A paixão pela medicina surgiu desde pequeno, diz Nunes. Para o menino, a profissão poderá ajudar pessoas que não têm condições financeiras de pagar uma saúde de qualidade. “Como médico, eu posso fazer a diferença e deixar minha marca no mundo, sendo um profissional que atenda às necessidades da sociedade. Minha mãe, que é técnica de enfermagem, foi quem me inspirou.”
Ensino público
David também conta que chegou a rejeitar uma bolsa integral de estudos em um colégio particular de Taguatinga. Segundo ele, caso aceitasse a vaga, as aulas de inglês e francês poderiam ser perdidas, já que são cedidas pelo Centro Interescolar de Línguas (CIL), disponível apenas para estudantes de rede pública.

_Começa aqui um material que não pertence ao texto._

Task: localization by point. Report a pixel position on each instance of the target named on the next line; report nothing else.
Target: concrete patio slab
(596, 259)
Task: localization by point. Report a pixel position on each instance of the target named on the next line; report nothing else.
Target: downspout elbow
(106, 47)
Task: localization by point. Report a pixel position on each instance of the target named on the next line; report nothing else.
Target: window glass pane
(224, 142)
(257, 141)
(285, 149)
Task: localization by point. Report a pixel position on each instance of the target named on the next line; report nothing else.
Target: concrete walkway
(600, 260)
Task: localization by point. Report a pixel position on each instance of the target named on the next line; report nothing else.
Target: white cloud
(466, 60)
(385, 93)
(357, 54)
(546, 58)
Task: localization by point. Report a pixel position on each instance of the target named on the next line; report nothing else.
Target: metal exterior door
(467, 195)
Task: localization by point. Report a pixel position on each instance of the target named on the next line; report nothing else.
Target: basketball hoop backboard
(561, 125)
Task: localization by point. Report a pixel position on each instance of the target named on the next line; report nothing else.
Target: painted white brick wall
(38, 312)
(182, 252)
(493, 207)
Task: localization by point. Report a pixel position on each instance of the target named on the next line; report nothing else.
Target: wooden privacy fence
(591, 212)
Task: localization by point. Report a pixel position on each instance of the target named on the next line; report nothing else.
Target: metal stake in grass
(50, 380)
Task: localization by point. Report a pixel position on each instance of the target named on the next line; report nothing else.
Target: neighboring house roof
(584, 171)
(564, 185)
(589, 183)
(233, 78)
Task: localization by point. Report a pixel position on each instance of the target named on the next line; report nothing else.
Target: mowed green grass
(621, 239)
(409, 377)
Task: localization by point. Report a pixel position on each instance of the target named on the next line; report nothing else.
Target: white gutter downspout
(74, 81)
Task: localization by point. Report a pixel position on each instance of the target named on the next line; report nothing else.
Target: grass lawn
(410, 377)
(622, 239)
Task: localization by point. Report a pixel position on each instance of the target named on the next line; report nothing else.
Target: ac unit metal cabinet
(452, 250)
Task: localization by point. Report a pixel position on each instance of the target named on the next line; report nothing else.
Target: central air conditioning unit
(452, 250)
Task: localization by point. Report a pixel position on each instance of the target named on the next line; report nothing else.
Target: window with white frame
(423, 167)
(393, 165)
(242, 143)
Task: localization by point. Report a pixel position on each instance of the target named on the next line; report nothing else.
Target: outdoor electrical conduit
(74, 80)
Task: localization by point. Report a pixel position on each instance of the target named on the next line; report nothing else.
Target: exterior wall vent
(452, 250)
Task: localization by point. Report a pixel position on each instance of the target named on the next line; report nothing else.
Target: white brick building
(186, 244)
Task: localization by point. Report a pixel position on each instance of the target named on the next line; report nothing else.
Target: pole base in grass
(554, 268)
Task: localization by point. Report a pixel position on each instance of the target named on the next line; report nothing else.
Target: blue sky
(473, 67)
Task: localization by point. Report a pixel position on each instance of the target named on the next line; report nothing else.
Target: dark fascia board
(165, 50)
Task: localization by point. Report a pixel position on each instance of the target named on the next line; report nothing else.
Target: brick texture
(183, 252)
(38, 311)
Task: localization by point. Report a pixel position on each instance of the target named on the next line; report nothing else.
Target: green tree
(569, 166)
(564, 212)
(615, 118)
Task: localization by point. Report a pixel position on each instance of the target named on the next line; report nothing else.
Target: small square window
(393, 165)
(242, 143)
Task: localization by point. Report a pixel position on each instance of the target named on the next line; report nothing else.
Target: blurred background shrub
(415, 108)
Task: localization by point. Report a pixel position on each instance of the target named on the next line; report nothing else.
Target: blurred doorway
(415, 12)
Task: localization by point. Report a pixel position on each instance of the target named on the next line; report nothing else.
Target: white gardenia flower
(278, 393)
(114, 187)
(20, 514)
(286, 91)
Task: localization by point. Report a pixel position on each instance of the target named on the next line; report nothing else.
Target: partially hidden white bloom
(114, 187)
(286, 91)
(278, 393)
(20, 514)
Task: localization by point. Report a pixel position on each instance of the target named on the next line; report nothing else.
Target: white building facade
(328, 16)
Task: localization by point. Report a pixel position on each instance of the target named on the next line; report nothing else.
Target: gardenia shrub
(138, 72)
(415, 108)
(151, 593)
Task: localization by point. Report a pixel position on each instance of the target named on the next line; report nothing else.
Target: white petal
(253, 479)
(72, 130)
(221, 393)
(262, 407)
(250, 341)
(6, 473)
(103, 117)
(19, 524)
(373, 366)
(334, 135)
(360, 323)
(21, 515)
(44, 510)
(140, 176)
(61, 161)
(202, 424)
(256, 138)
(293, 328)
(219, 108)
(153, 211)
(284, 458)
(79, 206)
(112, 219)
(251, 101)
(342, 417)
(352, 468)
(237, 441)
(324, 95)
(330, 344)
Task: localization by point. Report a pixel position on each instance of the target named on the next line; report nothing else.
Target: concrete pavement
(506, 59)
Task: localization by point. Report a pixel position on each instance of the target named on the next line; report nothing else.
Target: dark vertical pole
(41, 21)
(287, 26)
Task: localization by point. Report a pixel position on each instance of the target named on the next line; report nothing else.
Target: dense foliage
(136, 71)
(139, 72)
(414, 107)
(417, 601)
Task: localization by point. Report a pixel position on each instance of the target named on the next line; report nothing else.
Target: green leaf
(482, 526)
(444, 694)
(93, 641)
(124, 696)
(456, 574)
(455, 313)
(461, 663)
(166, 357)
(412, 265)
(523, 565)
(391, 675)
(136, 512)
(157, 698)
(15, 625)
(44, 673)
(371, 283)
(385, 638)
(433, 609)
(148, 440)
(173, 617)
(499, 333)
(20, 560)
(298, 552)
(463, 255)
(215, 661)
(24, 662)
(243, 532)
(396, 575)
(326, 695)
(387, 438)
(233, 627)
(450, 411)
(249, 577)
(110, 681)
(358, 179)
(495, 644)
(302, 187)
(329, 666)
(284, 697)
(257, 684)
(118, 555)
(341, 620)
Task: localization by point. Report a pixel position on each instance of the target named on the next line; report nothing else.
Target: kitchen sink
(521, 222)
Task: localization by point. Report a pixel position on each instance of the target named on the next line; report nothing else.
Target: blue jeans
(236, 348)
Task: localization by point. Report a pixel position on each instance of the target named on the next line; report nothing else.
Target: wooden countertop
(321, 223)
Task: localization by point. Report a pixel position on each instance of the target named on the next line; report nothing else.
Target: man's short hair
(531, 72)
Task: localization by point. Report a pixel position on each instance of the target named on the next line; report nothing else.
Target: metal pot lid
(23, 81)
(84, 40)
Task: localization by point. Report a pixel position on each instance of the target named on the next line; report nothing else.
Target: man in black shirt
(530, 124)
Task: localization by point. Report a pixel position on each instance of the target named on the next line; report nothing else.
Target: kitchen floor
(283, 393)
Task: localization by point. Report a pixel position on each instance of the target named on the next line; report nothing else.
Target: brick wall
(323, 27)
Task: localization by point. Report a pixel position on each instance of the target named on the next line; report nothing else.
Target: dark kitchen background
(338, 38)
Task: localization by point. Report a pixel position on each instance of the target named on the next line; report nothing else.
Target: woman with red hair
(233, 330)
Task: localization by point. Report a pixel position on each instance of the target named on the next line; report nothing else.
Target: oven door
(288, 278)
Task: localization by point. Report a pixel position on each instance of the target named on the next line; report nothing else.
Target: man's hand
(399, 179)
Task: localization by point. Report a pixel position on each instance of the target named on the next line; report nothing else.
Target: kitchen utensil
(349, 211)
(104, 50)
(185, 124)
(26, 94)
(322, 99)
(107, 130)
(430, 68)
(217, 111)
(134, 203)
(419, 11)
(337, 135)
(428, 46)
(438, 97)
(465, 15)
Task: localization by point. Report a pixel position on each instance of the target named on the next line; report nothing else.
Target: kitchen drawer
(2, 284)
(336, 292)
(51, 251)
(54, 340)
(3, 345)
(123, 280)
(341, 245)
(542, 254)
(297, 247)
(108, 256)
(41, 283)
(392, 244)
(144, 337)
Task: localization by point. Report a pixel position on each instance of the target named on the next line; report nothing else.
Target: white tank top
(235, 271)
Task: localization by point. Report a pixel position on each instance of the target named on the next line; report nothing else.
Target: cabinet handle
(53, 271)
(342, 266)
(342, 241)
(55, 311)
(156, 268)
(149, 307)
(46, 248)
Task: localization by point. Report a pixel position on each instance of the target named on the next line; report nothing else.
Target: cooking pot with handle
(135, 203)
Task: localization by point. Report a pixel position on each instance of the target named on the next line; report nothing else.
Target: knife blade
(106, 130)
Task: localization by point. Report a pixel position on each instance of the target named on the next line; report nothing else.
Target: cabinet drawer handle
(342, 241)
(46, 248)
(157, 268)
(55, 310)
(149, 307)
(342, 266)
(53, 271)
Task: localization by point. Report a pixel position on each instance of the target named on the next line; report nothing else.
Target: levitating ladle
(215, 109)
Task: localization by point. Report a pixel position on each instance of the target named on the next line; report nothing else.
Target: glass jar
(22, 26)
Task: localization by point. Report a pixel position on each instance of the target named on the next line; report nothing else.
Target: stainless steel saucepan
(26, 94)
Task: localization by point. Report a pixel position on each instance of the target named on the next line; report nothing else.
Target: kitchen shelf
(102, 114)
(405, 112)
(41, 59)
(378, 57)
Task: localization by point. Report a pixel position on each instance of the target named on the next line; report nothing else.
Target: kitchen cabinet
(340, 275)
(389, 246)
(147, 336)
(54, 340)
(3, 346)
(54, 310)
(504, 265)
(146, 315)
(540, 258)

“A educação pública do país precisa ser reestruturada. Temos ótimos professores que realmente fazem a diferença, mas temos aqueles que estão cansados e desestimulados. As estruturas das escolas também deixam a desejar. Esses problemas desencorajam muitos alunos que poderiam dar excelentes frutos.”
Nunes também conta que a greve de professores da rede pública no fim do ano passado, que durou 29 dias, atrapalhou drasticamente a rotina dos estudos. “A greve atrapalhou muito e ficamos com falta de alguns conteúdos. Mas o cursinho Galt continuou ativo durante a greve e supriu minha carência dessas aulas. Os professores precisam ser valorizados e respeitados, e a educação tratada com seriedade, pois é o único meio efetivo de mudança para o nosso país.”

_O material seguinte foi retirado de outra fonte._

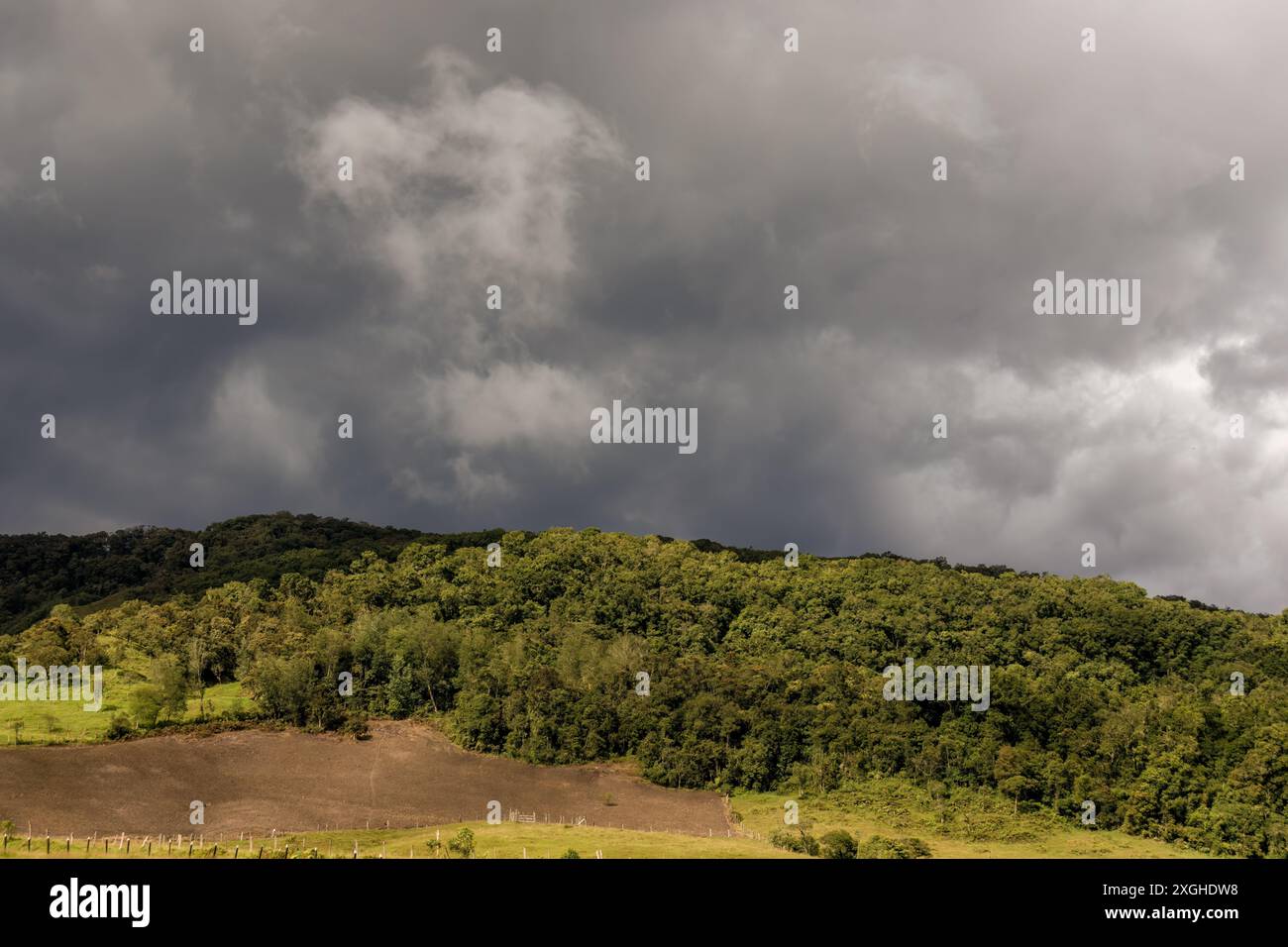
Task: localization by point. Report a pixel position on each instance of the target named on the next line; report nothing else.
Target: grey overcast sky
(768, 167)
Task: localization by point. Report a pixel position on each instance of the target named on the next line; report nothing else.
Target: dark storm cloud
(768, 169)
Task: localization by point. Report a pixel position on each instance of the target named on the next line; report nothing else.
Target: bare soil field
(407, 775)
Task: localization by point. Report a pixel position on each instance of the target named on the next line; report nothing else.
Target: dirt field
(406, 775)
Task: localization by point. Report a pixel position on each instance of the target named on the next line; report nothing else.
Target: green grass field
(969, 825)
(58, 722)
(506, 840)
(962, 827)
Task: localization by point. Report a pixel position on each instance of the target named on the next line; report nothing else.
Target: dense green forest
(39, 571)
(760, 676)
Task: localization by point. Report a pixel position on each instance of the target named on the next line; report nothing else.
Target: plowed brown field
(406, 775)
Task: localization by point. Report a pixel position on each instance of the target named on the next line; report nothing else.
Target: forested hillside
(760, 676)
(39, 571)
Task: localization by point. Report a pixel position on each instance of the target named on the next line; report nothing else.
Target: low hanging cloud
(768, 169)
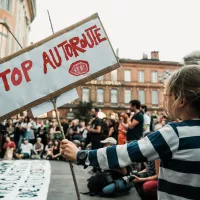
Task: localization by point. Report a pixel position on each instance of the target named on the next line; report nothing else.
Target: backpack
(104, 130)
(97, 182)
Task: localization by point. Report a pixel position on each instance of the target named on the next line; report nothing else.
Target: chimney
(144, 56)
(155, 55)
(117, 52)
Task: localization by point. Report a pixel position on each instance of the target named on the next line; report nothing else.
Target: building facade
(136, 79)
(16, 16)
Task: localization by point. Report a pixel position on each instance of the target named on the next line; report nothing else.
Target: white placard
(45, 107)
(24, 179)
(51, 67)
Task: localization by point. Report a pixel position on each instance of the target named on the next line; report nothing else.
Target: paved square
(62, 186)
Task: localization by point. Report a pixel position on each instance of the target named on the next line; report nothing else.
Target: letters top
(55, 65)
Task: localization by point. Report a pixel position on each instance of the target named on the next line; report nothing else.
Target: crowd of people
(40, 139)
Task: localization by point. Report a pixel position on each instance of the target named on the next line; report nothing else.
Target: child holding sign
(177, 145)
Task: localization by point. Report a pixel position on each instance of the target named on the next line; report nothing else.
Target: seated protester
(77, 143)
(121, 130)
(42, 133)
(10, 129)
(9, 146)
(38, 148)
(146, 181)
(83, 133)
(55, 132)
(104, 183)
(56, 151)
(26, 149)
(75, 131)
(112, 128)
(48, 149)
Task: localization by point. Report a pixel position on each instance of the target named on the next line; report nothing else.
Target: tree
(83, 111)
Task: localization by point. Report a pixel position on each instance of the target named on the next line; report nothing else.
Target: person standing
(94, 131)
(121, 130)
(135, 122)
(10, 129)
(9, 146)
(147, 120)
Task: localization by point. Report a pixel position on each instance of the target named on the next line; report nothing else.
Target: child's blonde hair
(185, 83)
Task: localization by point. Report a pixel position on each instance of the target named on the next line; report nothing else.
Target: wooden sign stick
(57, 117)
(61, 129)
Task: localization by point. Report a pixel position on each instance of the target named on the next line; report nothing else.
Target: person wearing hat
(26, 149)
(38, 148)
(110, 141)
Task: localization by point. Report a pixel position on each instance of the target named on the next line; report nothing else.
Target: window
(100, 78)
(154, 77)
(127, 75)
(5, 4)
(100, 96)
(114, 75)
(154, 97)
(85, 95)
(141, 96)
(141, 76)
(127, 96)
(3, 41)
(114, 96)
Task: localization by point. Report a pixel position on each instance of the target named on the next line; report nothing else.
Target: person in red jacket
(10, 147)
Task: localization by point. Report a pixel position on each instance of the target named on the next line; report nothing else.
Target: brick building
(16, 16)
(136, 79)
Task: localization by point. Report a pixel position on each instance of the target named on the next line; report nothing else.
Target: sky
(135, 27)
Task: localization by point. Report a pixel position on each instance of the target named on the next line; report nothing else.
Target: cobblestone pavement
(62, 186)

Fundador do GALT e “padrinho” de Nunes, Rubenilson Cerqueira, de 26 anos, ressalta o futuro médico foi um grande exemplo de força de vontade e superação. O estudante, segundo Cerqueira, enfrentou os problemas ocasionados da greve nas escolas públicas e se dedicou ao triplo para poder alcançar a vaga em medicina.
“Ele estudou no Galt durante todo o ano de 2015. Eu o acompanhei e dei algumas orientações neste processo, além de montar grade horária pra ele estudar em casa. No Galt temos uma proximidade muito grande dos alunos para que eles não desistam e continuem seguindo com seus sonhos”, diz.
Aprovação
O estudante, que pretende se especializar no tratamento de câncer infantil, diz que seu maior sonho é atingir a excelência na medicina. Aprovado “de primeira” no curso, Nunes não acreditou quando leu seu nome na lista dos aprovados da UnB. Segundo ele, a sensação foi “surreal” e de “alívio”.

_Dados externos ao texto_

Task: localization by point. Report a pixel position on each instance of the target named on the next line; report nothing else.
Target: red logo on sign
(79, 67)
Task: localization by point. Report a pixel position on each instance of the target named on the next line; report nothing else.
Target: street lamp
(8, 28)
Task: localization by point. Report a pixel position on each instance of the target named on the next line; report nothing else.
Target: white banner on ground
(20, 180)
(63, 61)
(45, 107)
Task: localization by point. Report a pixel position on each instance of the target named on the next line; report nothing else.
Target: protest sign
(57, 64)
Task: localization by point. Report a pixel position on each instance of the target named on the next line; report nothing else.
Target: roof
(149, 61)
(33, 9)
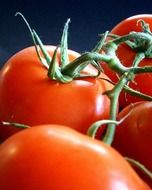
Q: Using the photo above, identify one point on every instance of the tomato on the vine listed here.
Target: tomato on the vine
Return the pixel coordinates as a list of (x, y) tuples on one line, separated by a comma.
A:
[(57, 157), (30, 97), (133, 136), (126, 55)]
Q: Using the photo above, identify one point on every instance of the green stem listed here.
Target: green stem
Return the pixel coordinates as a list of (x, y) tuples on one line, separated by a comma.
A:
[(114, 96), (100, 44), (64, 46)]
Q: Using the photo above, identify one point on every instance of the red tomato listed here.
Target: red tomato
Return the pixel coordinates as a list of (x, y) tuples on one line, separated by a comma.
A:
[(56, 157), (126, 56), (30, 97), (134, 135)]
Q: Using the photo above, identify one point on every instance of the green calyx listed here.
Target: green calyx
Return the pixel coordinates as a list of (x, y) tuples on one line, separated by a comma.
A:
[(65, 71), (62, 71)]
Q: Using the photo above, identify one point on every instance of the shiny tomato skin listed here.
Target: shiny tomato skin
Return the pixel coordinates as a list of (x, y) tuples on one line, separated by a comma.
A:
[(133, 136), (29, 96), (56, 157), (126, 56)]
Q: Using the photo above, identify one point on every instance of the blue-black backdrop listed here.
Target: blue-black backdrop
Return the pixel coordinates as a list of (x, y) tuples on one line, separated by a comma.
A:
[(88, 19)]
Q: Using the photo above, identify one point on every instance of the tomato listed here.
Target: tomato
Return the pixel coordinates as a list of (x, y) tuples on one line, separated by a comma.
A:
[(127, 55), (57, 157), (134, 135), (30, 97)]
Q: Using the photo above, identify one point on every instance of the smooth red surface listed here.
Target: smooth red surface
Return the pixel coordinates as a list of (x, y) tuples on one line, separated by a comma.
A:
[(134, 135), (126, 55), (57, 157), (30, 97)]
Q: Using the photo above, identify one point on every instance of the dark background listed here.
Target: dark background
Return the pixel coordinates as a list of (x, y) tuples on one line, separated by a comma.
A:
[(88, 19)]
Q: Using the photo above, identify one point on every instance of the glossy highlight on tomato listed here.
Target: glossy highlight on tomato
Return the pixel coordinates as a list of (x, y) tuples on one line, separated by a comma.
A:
[(126, 55), (30, 97), (55, 157)]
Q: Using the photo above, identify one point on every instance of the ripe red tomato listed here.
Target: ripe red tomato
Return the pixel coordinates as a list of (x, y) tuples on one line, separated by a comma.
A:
[(134, 135), (30, 97), (126, 56), (57, 157)]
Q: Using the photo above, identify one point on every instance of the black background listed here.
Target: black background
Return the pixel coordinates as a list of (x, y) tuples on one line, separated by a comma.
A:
[(88, 19)]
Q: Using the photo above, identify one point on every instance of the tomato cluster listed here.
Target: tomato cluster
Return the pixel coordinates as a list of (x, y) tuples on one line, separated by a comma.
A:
[(54, 151)]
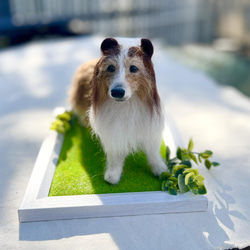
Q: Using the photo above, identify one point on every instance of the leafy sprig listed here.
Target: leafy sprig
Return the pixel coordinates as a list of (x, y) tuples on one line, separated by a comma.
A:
[(180, 176), (62, 122)]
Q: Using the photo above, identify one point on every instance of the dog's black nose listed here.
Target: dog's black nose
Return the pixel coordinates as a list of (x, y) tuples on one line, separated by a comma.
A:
[(117, 92)]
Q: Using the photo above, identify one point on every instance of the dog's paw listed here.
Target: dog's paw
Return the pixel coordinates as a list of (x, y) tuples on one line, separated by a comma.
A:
[(112, 177)]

“Fiquei surpreso, conferi letra por letra e voltei no painel várias vezes pra confirmar se era eu mesmo. Foi tudo muito surreal e é um alívio conseguir ser aprovado, e ver seus amigos que lutaram junto contigo sendo aprovados também. Foi um sentimento de dever cumprido. Não vi minha colocação ainda, mas foi por cotas”, explica.
Para a técnica em enfermagem Soraya Gomes da Silva, de 41 anos, Nunes sempre foi um filho e aluno exemplar. Ela diz que não ficou surpresa com a aprovação. “Eu já sabia. Mesmo assim, fiquei muito feliz, ria e chorava ao mesmo tempo. Minha preocupação foi por ele ter estado sobrecarregado com tantas obrigações, e por isso tive um friozinho na barriga, mas Deus cuidou dele, sou uma mãe agradecida.”
A conquista, segundo Nunes, é atribuida pelo esforço e foco que teve durante o ensino médio. O estudante também acredita que para ser aprovado em um curso de universidade federal, o aluno precisa ter persistência e coragem.
“Muitas vezes você se vê esgotado e com vontade de desistir de tudo, mas sendo persistente você chega lá. É muito gratificante, entende? Mas além de tudo isso, ter apoio é essencial. Da família, amigos e dos professores. Isso me ajudou muito.”